Pencalonannya, diusulkan oleh Umar bin Khattab yang kemudian mendapatkan
dukungan dari Basyir bin Sa’d selaku ketua suku Khazraj dan Usaid bin Hudhair
seorang pemimpin kaum Aus. Pencalonan Abu Bakar tesebut akhirnya memperoleh
kesepakatan dari sebagian besar yang hadir pada saat itu walaupun sebelumnya
harus melalui proses perdebatan yang panjang.[9]
Ketika
Abu Bakar sakit dan merasa kematiannya sudah dekat, ia memanggil para pemuka
sahabat yaitu Umar, Usman, Ali, Abdurrahman bin Auf, Mu’adz bin Jabal, Ubay bin
Ka’ab, Zaid bin Tsabit dan beberapa tokoh lainnya dari kalangan Muhajirin dan
Anshar. kemudian mengangkat Umar bin Khattab sebagai penggantinya dengan maksud
untuk mencegah kemungkinan terjadinya perselisihan dan perpecahan di kalangan
umat Islam.
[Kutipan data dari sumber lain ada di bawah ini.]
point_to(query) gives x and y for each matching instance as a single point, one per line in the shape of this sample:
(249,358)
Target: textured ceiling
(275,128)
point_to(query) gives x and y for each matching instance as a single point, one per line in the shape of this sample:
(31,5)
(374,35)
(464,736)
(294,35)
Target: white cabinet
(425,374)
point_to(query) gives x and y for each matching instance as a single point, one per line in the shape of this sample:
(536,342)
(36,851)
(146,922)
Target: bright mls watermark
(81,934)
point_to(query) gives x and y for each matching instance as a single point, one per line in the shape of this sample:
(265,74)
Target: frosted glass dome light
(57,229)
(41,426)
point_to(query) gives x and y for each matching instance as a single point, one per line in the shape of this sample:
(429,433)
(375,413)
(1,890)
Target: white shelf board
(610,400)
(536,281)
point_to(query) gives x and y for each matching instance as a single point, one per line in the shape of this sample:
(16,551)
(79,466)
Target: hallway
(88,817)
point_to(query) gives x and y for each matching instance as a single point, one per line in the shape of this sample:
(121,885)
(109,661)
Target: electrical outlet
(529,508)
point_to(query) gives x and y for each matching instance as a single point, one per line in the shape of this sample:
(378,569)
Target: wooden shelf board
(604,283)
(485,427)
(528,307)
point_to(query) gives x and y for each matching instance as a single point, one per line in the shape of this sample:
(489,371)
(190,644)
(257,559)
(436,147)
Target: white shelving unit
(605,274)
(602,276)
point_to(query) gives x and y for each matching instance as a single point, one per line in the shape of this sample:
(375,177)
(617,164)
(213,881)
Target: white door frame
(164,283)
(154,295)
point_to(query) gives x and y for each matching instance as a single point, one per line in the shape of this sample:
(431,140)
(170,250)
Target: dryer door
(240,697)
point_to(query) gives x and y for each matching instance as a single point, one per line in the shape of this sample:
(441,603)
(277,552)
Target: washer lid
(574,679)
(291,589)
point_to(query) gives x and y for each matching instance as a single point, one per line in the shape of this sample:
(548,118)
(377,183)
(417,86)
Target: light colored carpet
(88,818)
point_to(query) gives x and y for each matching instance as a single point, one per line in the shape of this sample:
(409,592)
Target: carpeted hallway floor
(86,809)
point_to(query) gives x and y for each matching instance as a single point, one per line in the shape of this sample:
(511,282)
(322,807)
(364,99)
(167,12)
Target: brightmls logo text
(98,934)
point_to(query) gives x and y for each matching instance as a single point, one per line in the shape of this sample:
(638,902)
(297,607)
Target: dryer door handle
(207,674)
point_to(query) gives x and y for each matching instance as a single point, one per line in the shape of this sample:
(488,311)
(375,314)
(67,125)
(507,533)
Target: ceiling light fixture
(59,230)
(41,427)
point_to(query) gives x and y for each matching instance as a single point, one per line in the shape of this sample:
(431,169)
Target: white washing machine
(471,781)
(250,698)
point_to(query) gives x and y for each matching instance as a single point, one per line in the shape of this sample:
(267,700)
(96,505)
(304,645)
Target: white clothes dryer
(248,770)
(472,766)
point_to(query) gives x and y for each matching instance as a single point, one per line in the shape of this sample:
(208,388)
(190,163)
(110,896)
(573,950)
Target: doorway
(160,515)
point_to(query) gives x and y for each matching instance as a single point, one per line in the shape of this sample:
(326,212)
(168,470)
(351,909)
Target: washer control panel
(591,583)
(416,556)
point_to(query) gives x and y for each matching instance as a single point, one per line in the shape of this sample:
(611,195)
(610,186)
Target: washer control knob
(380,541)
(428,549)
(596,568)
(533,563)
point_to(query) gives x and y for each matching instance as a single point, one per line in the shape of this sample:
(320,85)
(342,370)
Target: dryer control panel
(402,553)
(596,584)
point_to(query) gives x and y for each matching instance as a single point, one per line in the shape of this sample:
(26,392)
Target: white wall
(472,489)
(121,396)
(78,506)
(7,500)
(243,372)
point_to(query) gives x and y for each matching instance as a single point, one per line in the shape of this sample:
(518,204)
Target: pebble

Para pemuka yang dipanggil Abu Bakar tersebut ternyata tidak
keberatan dengan pilihan khalifah Abu Bakar tersebut.[10]
Selanjutnya
setelah Khalifah Umar wafat, posisi beliau digantikan Usman bin Affan untuk
menentukan penggantinya, Umar tidak menempuh jalan yang dilakukan Abu Bakar.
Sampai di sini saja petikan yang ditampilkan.